Sie gehen unter dem Einfluss des heiligen Geistes oder der pflegenden göttlichen Liebe in die geschaffenen, selbst nicht schaffenden Dinge ein, natürlich in immer weiteren Abstufungen. So sind alle Dinge Erscheinungen Gottes (Theophanien), unser Leben Gottes Selbstoffenbarung in uns. Es gibt nichts außer ihm. Das Böse ist nur eine aus der menschlichen Freiheit entstandene verkehrte Richtung des Willens. Aus der Vielheit wird dereinst derselbe Logos die Welt wieder zu dem letzten Ziel der Dinge, zu Gott als dem Wesen, das weder schafft noch geschaffen wird, zur ewigen Ruhe (deificatio = 'Vergottung') zurückführen; das Endziel ist gleich dem Uranfang, der Kreis vollendet.

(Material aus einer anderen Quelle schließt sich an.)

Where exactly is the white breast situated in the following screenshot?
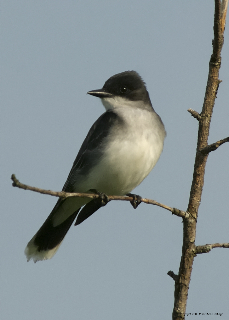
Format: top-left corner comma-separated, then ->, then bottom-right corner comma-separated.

Neben diesem neuplatonisch-mystischen zeigt jedoch Eriugenas System zugleich einen logischen und zwar idealistischen Zug. Wie das Sehen weit mehr ist als das Gesehene, das Hören als das Gehörte, so existieren die Dinge in Wahrheit nur, insofern sie erkannt werden. Diese allgemeinen Gattungsbegriffe (Ideen) sind das einzig wahrhaft Reale, indem sie das Seiende aus sich heraus erzeugen. So leitete der Vater der Scholastik bereits den berühmten Universalienstreit ein, der die ganze mittelalterliche Philosophie durchzieht.

Werke[]

Zu den Werken des Johannes Eriugena gehören u.a.:

  • De divisione naturae (Über die Aufteilung der Natur; naturphilosophisches Hauptwerk). 1225 in Paris als ketzerisch verbrannt, wurde es 1681 neu herausgegeben [1]
  • De divina praedestinatione (Über die Lehre der göttlichen Vorherbestimmung, Prädestinationslehre).

Einfluss[]

So hoch Eriugenas Denken über dem seiner Zeitgenossen und nächsten Nachfolger stand oder vielleicht gerade um dieses Abstandes willen, gewann er keine unmittelbare und nachhaltige Bedeutung, wie denn überhaupt die karolingische Kultur rasch in Trümmer ging.

Quellen[]

Einzelnachweise[]

  1. Johannes Scotus Eriugena: Über die Einteilung der Natur (Internet Archive). Übersetzung von Ludwig Noack in der Philosophischen Bibliothek, 3. Auflage, Meiner, Hamburg 1994, ISBN 3-7873-1176-9 (unveränderter Nachdruck der 1. Aufl. von 1870).